細川可南子に一方的な価値観を押し付けられ、非難される祐巳。
それを一喝する祥子さま。
我々も、バラに一方的な価値観を持っていませんか?
バラはヨーロッパの植物だ、と。
「そう。姿形は、目に触れやすい部分ですものね。でも大切なものはもっとずっと奥に隠れているから、たどり着くのは大変なのよ」
バラという植物は、色々な面から評価されます。
性質、花形、花色、芳香―
それでも二人は離れなかった。
だって、お姉さまは証明してくれたのだ。
祐巳が祐巳の姿をしていなくても、本当に見間違ったりしないのだ、と。
日本でのテリハノイバラというのは、かつて万葉集に詠まれたり、一茶や蕪村が里山の情景として詠んだノイバラよりパッとしませんでした。

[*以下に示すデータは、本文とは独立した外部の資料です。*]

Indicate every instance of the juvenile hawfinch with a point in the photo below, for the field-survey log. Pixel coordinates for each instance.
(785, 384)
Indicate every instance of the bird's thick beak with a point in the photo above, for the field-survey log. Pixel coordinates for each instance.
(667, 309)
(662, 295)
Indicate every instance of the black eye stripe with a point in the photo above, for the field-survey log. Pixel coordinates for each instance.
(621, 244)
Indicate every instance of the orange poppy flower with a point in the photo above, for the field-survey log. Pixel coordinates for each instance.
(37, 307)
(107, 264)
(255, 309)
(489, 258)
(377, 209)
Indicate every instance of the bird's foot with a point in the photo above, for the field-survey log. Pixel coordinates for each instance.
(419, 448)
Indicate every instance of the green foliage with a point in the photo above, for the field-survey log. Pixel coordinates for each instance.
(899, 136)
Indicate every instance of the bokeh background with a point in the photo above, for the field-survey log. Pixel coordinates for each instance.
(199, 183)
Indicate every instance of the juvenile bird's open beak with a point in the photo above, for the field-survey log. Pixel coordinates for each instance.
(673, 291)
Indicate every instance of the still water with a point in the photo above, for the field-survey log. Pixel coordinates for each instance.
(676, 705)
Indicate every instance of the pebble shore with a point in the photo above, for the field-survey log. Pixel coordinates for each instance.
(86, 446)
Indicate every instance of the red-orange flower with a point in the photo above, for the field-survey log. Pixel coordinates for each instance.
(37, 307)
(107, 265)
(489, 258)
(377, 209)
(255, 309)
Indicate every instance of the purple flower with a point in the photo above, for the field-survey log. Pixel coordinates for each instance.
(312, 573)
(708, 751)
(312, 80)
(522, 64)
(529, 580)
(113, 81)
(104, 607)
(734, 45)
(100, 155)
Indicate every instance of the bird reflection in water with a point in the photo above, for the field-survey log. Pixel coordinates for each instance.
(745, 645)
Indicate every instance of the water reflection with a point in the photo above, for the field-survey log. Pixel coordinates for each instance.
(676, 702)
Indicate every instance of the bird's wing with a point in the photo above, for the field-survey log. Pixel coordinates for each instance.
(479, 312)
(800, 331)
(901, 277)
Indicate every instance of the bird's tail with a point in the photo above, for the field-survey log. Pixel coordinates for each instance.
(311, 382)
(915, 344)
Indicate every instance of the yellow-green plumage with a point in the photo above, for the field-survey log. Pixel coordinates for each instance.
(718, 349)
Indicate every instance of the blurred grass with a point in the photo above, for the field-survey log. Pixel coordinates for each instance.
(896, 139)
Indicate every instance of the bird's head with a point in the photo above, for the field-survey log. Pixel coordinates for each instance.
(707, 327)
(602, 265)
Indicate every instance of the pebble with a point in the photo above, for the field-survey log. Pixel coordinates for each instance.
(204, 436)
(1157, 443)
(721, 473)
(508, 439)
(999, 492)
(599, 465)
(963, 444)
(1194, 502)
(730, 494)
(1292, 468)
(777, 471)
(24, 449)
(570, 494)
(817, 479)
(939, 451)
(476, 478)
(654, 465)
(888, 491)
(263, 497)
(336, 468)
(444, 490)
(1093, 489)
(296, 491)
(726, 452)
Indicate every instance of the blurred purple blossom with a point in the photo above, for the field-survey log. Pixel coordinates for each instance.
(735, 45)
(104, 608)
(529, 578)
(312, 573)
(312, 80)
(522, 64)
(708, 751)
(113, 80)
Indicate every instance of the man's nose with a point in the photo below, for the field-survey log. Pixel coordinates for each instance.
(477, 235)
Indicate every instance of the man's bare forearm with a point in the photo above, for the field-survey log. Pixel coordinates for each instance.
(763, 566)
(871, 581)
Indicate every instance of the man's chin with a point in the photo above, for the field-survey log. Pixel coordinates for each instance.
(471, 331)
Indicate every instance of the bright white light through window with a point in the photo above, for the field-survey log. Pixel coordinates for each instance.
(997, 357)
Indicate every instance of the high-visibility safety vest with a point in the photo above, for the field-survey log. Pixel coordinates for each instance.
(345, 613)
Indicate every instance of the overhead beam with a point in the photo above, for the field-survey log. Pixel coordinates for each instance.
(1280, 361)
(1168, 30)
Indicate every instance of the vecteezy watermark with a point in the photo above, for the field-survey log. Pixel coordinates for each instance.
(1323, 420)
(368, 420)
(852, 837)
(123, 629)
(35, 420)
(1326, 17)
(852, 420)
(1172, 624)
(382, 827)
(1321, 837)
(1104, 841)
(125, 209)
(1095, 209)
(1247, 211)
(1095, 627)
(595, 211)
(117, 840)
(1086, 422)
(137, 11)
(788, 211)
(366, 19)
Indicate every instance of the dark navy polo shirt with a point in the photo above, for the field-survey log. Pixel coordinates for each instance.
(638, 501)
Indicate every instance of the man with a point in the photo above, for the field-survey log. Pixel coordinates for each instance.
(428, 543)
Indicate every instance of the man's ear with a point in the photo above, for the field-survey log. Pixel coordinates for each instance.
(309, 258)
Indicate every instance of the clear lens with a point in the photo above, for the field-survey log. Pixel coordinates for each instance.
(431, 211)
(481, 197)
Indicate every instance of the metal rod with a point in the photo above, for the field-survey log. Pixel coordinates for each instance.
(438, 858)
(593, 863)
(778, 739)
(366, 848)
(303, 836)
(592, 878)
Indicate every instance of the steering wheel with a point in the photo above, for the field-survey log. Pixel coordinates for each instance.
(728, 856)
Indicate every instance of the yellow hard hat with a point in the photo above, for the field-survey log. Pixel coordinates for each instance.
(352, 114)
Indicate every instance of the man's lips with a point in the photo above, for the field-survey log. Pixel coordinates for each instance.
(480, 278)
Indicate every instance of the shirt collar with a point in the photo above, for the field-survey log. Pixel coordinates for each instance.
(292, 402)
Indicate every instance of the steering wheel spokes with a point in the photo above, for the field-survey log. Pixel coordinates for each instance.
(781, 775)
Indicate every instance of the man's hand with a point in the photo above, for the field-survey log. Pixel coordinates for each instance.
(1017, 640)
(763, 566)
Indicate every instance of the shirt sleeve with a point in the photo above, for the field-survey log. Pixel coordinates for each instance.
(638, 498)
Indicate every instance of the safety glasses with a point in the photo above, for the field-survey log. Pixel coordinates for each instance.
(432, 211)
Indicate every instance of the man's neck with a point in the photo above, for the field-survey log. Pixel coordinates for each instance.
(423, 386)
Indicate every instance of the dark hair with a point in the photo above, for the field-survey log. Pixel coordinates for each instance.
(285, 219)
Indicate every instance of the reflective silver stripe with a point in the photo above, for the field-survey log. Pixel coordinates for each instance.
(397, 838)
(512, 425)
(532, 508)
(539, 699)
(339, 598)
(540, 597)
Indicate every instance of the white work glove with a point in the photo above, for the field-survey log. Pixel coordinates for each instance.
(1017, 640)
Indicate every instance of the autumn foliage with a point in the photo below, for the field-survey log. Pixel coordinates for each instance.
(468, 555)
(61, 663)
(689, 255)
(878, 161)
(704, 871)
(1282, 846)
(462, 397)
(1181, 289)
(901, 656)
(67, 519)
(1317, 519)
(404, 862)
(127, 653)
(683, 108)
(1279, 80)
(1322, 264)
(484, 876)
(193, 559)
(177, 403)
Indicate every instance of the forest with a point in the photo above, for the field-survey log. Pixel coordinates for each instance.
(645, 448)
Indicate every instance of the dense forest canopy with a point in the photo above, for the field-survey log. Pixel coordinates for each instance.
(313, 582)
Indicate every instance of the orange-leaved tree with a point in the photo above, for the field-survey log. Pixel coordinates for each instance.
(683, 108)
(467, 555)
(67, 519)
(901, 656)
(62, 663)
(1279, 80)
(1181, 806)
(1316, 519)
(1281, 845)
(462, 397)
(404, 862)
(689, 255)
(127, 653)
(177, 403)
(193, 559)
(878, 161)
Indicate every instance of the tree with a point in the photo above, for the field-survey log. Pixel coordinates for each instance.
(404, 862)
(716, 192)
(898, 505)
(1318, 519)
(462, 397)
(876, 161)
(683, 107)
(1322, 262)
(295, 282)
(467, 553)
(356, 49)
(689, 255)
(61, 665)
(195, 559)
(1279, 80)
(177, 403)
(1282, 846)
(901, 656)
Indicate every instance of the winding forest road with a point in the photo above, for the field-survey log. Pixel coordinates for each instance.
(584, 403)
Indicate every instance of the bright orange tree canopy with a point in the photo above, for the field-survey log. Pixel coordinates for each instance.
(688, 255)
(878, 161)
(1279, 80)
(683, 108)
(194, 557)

ですが、テリハノイバラの真価を、ヨーロッパの人々は見抜いていたのです。
そして、つる性バラという、バラの一大ジャンルを築き上げたのです。
最後は、涼風さつさつを締めくくったあの言葉でお別れと致しましょう。
祥子さまに見つけてもらった祐巳も、海外で真価を認められたテリハノイバラも、こう思っていることでしょう。
これ以上の幸せなんて探せなかった。